Yesterday, as promised, we chickened out of traveling. Hardly a cloud to be found, but too dang windy for our taste. The next week or so looks like good traveling so why be miserable? So instead we Mini-Pearled around. Here’s where our marina would go if we weren’t also too chicken to open that B & B.
Inside the Fishermen Museum we found a model of the home, because it’s historic or something. Is that a sign or what?
We even took the dinghy depth finder out. Ten feet of water where we’d put the marina. Perfect for eight slips and a T-head. Another sign?
Whilst we pondered the possibilities—and pondered the foolishness of even considering the possibilities—we had a delicious dinner on the waterfront deck of the only restaurant in town where we hadn’t already eaten. The deck was full of boaters, and as generally is the case we all started talking. At an adjacent table sat two sailing couples. Turns out they cruised down the rivers last fall. Hey, we cruised down the rivers last fall too! They had a sad story about how their sailboat—Fair Wind—sank on the Tennessee River and was salvaged at Cuba Landing. Hey, we cruised down the Tennessee River and stopped at Cuba Landing too! Small world. Wait a second. Come to think of it, when we pulled in to Cuba Landing, a sailboat named Fair Wind had just been hauled out and wrapped in tarps and was sitting on the bottom right next to us. Yup, same boat. We even had a picture to prove it.
By now they have a new boat, so were in much better humor than we’d have been if strangers had been cackling about witnessing our misery. What are the odds? More signs that we should buy that Victorian maybe? The point is that Reedville is a cool little village. Anyone who takes fish oil supplements or eats cat food should appreciate Reedville as the Menhaden Capitol of the World. Plus Jennings Boat Yard was an awesome find.
Okay, we’re probably not going to open a bed & breakfast or a marina in the Menhaden Capitol of the World. Might as well put Mini Pearl back in her cradle and plan our trip up to Spring Cove. Looks like we might just string together a few good travel days. Finally. So this morning at 7:40 we slipped the lines and headed for glory. Past the menhaden pound net traps and on up to the Potomac.
Anyone who’s been reading our drivel, er, blog posts, from the start, will recall that we left Washington D.C on May 23 last year.
Although the Potomac is a Loop side trip, the original plan was to go back up and claim victory at The Yards. Meh. The Potomac was really cool once up and once down—and before we saw the rest of the much cooler stuff along the way—but we hate D.C., Mallory is gone, and there’s no point in going back.
After our first Loop stop at Colonial Beach, we rounded Point Lookout, cruised out to green 69A, and joined up with The Loop proper.

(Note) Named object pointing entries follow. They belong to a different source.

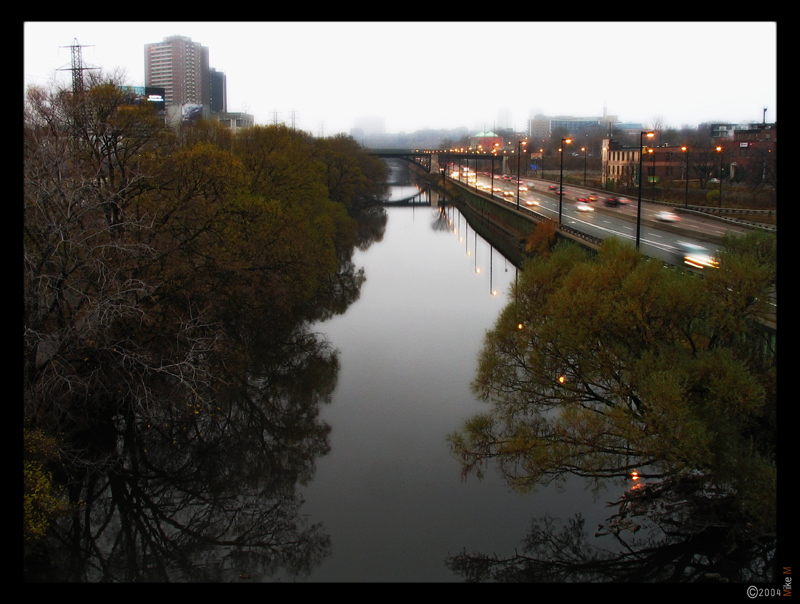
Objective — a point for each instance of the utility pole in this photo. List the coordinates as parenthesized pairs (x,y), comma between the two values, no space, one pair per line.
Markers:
(77,68)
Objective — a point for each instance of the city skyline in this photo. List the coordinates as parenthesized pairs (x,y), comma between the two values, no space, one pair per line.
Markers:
(324,76)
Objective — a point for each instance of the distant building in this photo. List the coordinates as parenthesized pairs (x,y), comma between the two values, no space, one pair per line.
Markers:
(218,91)
(235,121)
(486,140)
(540,127)
(180,67)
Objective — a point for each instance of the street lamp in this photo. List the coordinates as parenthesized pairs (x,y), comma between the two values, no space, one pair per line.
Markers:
(653,181)
(686,201)
(639,205)
(561,177)
(719,150)
(519,154)
(584,165)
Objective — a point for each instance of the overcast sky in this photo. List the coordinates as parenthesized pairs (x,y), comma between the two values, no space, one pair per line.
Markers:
(414,75)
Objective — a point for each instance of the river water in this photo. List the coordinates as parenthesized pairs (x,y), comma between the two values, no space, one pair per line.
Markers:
(389,493)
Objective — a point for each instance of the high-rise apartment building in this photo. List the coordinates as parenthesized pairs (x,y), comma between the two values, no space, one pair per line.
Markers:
(180,67)
(219,91)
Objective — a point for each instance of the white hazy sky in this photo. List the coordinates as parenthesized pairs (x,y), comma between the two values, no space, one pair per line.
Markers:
(442,74)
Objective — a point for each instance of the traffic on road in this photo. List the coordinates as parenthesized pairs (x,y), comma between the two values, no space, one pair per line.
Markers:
(673,236)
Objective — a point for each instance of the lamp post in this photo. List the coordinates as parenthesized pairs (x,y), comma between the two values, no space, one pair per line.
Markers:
(584,165)
(639,204)
(686,201)
(719,150)
(653,181)
(541,163)
(519,154)
(561,177)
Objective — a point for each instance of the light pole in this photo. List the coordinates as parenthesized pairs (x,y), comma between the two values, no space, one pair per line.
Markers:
(719,150)
(686,201)
(519,154)
(653,181)
(561,177)
(584,165)
(639,204)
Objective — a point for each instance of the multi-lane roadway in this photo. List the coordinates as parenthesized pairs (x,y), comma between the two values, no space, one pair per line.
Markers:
(663,233)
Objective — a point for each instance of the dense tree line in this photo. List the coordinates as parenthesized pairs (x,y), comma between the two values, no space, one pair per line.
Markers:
(155,259)
(602,366)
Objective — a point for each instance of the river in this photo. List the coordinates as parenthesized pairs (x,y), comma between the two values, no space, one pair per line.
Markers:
(389,493)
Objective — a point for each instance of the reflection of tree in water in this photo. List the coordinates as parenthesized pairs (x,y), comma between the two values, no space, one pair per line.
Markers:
(671,531)
(209,495)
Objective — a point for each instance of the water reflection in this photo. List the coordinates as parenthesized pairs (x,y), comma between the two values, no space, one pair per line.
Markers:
(210,494)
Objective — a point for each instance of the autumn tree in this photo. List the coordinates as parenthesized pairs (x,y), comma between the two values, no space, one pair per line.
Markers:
(600,366)
(151,256)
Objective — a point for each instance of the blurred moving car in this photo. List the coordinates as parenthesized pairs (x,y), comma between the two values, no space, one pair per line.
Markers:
(666,216)
(696,256)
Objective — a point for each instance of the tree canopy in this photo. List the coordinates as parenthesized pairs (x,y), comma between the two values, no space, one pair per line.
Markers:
(156,259)
(603,365)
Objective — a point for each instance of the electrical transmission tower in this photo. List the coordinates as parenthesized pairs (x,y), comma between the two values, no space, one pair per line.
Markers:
(77,68)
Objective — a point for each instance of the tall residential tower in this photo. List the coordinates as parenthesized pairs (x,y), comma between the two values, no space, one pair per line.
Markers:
(180,67)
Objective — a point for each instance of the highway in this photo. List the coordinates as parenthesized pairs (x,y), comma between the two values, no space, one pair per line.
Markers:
(658,238)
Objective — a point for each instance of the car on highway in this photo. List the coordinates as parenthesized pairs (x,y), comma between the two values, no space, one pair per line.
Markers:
(667,216)
(696,256)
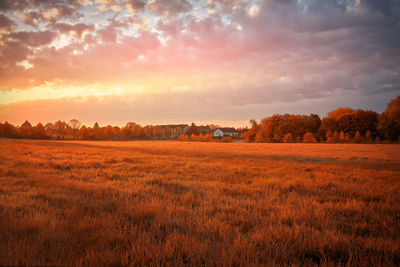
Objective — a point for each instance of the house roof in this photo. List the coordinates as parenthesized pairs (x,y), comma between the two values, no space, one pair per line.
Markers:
(227,130)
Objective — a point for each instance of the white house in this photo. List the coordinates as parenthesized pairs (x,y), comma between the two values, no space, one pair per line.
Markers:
(225,132)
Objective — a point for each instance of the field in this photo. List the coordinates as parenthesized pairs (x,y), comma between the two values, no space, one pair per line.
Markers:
(185,203)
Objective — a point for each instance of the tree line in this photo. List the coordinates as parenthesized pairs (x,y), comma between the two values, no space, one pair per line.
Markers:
(342,125)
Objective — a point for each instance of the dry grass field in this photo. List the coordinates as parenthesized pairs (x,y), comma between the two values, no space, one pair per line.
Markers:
(180,203)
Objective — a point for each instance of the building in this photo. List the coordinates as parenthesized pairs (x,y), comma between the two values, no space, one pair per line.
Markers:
(225,132)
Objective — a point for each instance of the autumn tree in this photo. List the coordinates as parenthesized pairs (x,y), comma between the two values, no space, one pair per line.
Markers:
(288,138)
(26,130)
(8,130)
(309,138)
(84,133)
(357,138)
(192,129)
(167,132)
(148,131)
(39,132)
(250,135)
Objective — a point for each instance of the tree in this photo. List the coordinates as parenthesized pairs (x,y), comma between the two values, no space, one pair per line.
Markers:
(148,131)
(192,129)
(389,121)
(26,130)
(9,130)
(158,132)
(342,137)
(288,138)
(109,132)
(357,138)
(250,135)
(277,138)
(39,132)
(84,133)
(309,138)
(368,137)
(167,132)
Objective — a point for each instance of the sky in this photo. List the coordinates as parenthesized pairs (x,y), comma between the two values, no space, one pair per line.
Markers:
(180,61)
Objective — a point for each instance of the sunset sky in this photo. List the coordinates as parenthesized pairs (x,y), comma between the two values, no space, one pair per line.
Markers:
(178,61)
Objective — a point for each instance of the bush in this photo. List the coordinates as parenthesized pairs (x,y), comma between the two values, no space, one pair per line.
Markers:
(227,139)
(309,138)
(183,137)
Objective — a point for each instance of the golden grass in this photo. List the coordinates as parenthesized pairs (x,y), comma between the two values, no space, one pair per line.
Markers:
(181,203)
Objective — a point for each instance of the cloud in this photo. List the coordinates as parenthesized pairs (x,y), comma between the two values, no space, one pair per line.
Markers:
(169,7)
(34,39)
(6,23)
(136,5)
(245,53)
(76,29)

From there we’ve spent over a year underway. That’s a ton of miles and locks and drawbridges and boats and dolphins and LCBOs and boat cards and tows with barges and rivers and crab pots and canals and long days and great restaurants and gorgeous sunsets and crappy days and fog and new friends who became old friends. What a trip. We didn’t necessarily love every minute of it, but the minutes we didn’t love at least were rare and interesting.
At 10:15 this morning, we paused at green 69A. We were last here 387 days ago.
Woooo! The Gods of Sea and Air honored the occasion by giving us an easy day crossing the Potomac, which allowed for a champagne (and cranberry) toast.
We’re happy Brent and Karen were along to celebrate with us. Plus we needed someone to take the picture.
A couple of hours later we pulled back into Spring Cove.
The end of The Loop, for us, also is the start of the Down East Circle. We’ll head back up the Hudson, but instead of a left at the Erie Canal we’ll go straight up to the St. Lawrence. Then hook a right. Until we get past Albany we’ll be replowing ground we’ve already covered. Plus we’re in a bit of a hurry so the days might be long. Which means blog posts might be iffy. But we’ll round back into shape at some point.